O desenvolvimento de novas tecnologias tem ganhado cada vez mais espaço na sociedade de forma geral e impactado os mais diversos setores da economia brasileira. A área do Direito – que tem passado por significativas transformações – é um dos exemplos de como a criação de ferramentas e recursos inovadores têm revolucionado o segmento. Prova disso é o surgimento de conceitos como Legal Design, Design Thinking e Visual Law.
Embora à primeira vista essas metodologias sugiram uma mudança radical da advocacia, vale ressaltar que a instituição do design enquanto organização do trabalho jurídico visa possibilitar uma nova forma de se comunicar. Ou seja, o Direito em si não mudará; apenas a maneira como os serviços jurídicos são prestados e transmitidos.
Ao longo dos últimos anos, algumas mudanças já foram implementadas para modernizar e otimizar procedimentos internos dos escritórios de advocacia. Isso pode ser observado na adoção de automação de processos, como acontece no caso da digitalização de documentos jurídicos, e também no uso de tecnologias como aliadas na implantação de inteligência artificial, como a utilização de chatbots – sistema que simula o atendimento humano e é capaz de auxiliar em demandas mais simples, como responder perguntas de usuários.
Dessa forma, o emprego da tecnologia e o investimento em ambientes digitais têm como finalidade potencializar os procedimentos jurídicos e já são praticados por diversas bancas no mercado. Mas é importante destacar que a advocacia tem a chance de se reinventar por meio de outras metodologias, uma vez que a inovação não necessariamente pressupõe a utilização de recursos tecnológicos. E é justamente nesse momento que o Legal Design e o Visual Law surgem como diferenciais para os escritórios.
Entendendo o Legal Design
A tradição do Direito carrega complexidade na maneira como foi concebida e é executada e transmitida. A utilização de linguagem técnica em textos longos é uma das características marcantes na forma como advogados se comunicam. Para se ter ideia, ainda hoje é possível encontrar disciplinas como “Introdução ao Latim” na grade curricular das universidades.

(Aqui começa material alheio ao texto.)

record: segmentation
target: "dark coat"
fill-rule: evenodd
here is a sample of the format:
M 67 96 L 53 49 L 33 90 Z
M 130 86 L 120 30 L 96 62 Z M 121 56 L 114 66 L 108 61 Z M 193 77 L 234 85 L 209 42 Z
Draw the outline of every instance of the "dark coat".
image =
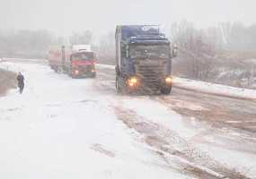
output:
M 22 74 L 19 74 L 17 76 L 17 81 L 18 81 L 19 87 L 24 86 L 24 76 Z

A ideia de integrar o design ao Direito parte da premissa de que é importante que as bancas possam acompanhar a evolução do mercado e aprimorar a forma como divulgam a prática de seus serviços. Nesse sentido, tanto o Legal Design como o Visual Law são grandes tendências para aproximar as pessoas da advocacia e simplificar a comunicação.
Isso não significa, contudo, que os termos técnicos deverão ser abolidos. Ao contrário, o que as metodologias se propõem a fazer é tornar a linguagem mais
acessível, de modo que dialoguem com os diferentes públicos com os quais as bancas e advogados se comunicam, sobretudo com pessoas que não fazem parte do universo jurídico.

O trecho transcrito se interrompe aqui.